Dom Morris
- Born: Dominic Patrick Morris 29 July 1997 (age 28) Basildon, England
- Height: 1.80 m (5 ft 11 in)
- Weight: 90 kg (14 st; 200 lb)
- School: New Hall School

Rugby union career
- Position(s): Centre, Wing

Youth career
- 2012–2018: Saracens Academy

Senior career
- Years: Team / Apps / (Points)
- 2015–2016: → Bishop's Stortford (loan)
- 2016–2017: → Rosslyn Park (loan)
- 2017–: Saracens / 60 / (65)
- 2017–2018: → Ampthill (loan)
- 2019: → Bedford Blues (loan) / 3 / (0)
- Correct as of 8 January 2022

International career
- Years: Team / Apps / (Points)
- England U18
- 2017: England U20 / 5 / (15)
- Correct as of 4 June 2017

= Dom Morris =

English rugby union player

Dom Morris (born 29 July 1997) is an English professional rugby union player who plays as a centre for Saracens in the Gallagher Premiership.

==Club career==
Born in Basildon, Morris attended New Hall School, where his performances caught the attention of Saracens. A boyhood fan of the club, Morris joined Saracen's academy when he was 15, following in the footsteps of his older brothers Vincent and Oli. Morris joined Bishop's Stortford on loan during the 2015–16 season, where he gained his first experience playing senior men's rugby, and joined Rosslyn Park on loan during the 2016–17 season, making his senior competitive debut for Saracens in their Anglo-Welsh Cup fixture against Scarlets on 27 January 2017.

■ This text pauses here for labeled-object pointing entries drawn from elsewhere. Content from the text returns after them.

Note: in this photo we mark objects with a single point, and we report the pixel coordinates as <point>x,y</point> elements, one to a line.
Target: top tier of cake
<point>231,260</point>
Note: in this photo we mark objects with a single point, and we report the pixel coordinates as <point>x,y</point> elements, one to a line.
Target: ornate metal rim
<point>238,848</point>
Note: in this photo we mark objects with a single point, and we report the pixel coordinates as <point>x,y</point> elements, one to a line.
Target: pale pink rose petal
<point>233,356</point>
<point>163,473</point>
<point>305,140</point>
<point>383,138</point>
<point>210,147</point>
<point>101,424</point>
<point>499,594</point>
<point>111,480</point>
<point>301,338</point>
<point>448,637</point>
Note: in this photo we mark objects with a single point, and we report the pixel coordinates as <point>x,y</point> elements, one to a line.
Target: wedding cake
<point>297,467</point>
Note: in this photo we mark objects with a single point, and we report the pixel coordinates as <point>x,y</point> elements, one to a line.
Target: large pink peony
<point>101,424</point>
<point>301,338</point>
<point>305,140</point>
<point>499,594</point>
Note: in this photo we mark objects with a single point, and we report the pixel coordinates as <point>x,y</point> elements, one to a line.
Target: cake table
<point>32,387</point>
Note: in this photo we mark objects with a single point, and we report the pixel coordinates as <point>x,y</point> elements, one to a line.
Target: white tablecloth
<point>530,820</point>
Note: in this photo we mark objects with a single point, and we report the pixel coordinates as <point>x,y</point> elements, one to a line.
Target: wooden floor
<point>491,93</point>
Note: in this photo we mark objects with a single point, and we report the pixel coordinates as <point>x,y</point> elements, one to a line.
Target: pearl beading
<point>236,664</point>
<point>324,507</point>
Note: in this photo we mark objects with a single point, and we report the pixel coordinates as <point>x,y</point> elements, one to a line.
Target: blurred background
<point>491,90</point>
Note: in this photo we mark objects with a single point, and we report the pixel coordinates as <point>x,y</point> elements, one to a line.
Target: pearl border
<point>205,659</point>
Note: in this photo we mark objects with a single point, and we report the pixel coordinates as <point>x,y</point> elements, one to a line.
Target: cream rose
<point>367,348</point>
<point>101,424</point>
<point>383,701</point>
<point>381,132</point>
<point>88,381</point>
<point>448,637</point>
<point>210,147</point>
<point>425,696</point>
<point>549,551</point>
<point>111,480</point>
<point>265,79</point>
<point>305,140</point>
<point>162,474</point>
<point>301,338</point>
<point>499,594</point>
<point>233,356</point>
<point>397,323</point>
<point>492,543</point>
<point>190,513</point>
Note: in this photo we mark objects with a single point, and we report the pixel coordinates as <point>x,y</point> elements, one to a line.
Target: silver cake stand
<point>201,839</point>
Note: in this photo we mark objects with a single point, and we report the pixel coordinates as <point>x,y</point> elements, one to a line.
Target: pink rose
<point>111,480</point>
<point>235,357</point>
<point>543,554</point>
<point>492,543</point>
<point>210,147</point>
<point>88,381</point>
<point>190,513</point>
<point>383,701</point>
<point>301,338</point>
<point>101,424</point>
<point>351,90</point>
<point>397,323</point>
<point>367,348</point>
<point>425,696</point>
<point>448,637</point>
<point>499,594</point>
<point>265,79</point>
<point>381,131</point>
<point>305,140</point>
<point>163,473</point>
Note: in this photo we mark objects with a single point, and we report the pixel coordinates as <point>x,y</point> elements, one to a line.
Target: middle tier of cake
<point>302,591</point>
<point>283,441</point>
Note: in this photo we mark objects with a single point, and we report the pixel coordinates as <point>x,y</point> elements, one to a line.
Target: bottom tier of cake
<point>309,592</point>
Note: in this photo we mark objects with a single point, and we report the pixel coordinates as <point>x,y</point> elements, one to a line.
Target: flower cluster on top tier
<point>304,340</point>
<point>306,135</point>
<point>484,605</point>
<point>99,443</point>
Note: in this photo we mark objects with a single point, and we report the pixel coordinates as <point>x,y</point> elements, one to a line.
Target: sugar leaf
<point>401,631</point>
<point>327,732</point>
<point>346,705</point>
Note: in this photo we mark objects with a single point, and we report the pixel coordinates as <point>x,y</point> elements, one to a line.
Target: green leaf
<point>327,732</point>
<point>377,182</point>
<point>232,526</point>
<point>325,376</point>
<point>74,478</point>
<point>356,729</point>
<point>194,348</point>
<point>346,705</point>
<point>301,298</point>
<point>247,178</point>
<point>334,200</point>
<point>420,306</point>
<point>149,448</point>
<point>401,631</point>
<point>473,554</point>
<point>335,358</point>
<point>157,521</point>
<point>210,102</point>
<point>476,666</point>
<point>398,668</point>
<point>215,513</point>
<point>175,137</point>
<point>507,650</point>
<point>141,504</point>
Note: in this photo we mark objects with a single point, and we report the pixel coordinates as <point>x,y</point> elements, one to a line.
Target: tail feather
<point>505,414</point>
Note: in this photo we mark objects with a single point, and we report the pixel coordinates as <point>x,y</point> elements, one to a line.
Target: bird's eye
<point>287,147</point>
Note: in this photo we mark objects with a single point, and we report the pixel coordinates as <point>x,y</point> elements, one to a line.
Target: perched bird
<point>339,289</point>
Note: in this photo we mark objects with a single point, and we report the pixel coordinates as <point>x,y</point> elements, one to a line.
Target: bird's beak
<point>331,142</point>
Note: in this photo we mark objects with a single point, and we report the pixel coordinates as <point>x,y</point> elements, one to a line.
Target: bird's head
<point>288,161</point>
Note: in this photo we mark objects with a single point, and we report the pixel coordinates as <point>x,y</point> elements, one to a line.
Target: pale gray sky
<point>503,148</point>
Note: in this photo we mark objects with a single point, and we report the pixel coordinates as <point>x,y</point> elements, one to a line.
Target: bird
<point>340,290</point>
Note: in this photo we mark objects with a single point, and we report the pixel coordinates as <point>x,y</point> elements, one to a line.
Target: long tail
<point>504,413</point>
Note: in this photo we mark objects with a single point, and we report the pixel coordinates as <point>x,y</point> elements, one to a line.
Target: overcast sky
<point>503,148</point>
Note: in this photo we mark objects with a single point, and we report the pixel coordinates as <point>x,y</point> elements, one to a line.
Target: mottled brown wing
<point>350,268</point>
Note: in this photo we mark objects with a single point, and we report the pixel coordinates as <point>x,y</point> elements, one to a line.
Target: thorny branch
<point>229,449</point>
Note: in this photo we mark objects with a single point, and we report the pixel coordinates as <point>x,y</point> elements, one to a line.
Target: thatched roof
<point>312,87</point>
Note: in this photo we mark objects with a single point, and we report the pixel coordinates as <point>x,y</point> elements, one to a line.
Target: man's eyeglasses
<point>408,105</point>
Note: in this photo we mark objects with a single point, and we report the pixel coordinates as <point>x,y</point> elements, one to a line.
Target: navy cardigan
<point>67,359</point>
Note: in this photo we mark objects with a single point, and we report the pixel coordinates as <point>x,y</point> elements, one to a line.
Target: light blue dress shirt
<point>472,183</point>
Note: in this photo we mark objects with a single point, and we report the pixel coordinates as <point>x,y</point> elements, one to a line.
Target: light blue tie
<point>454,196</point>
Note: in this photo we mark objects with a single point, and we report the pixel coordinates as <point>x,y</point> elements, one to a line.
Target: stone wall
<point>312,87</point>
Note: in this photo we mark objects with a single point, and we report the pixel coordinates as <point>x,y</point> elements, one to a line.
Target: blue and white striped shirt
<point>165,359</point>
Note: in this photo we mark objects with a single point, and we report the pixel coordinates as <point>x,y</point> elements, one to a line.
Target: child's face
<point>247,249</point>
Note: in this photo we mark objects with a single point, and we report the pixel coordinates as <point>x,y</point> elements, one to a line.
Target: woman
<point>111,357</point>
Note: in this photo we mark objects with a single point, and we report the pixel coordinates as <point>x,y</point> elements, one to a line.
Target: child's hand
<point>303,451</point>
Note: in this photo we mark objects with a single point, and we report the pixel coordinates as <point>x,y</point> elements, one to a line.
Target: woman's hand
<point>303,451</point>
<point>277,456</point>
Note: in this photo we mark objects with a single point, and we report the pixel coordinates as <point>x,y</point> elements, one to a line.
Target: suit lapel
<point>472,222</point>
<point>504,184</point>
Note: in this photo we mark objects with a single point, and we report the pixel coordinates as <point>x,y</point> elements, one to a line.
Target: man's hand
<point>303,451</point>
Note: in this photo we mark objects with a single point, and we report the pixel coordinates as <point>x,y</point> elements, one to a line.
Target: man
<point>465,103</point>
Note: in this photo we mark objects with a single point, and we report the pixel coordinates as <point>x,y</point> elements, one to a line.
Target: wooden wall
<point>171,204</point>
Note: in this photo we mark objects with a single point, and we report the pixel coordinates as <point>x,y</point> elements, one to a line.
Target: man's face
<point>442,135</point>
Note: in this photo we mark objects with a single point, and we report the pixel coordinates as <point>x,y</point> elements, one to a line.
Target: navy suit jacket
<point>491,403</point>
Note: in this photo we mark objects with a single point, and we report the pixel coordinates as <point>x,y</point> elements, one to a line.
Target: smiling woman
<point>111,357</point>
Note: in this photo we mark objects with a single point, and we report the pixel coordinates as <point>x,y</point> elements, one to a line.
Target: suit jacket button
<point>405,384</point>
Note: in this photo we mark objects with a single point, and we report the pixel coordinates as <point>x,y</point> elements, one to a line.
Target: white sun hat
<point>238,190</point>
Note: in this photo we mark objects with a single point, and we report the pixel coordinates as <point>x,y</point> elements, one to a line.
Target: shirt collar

Morris' progress was rewarded with a contract extension announced in November 2017. He gained further experience on dual-registration with Ampthill and Bedford Blues, and played a key role during the 2018–19 Premiership Rugby Cup, in which Saracens were runners-up, and during the 2018–19 Premiership Rugby Shield, which Saracens Storm won. Morris made his Premiership debut for the club away to Wasps on 27 April 2019, and, in a match that was his first home premiership appearance, he scored two tries in a 38–7 win against Exeter Chiefs on 4 May 2019.

Morris has spoken about his difficulties with injuries, which have disrupted his career. He signed a new two-year contract with Saracens in July 2020, and extended that deal for an undisclosed length of time in January 2022.

==International career==
Having previously represented England at under-16 and under-18 level, Morris missed out on playing for England under-20s at the 2016 World Rugby Under 20 Championship due to injury, but he returned to the team to play in four out of five matches in their victorious 2017 Six Nations Under 20s Championship campaign. Later that year he was selected to compete at the 2017 World Rugby Under 20 Championship and scored two tries in their opening game against Samoa as England eventually finished runners up to New Zealand.

Morris is Irish-qualified through his grandmother.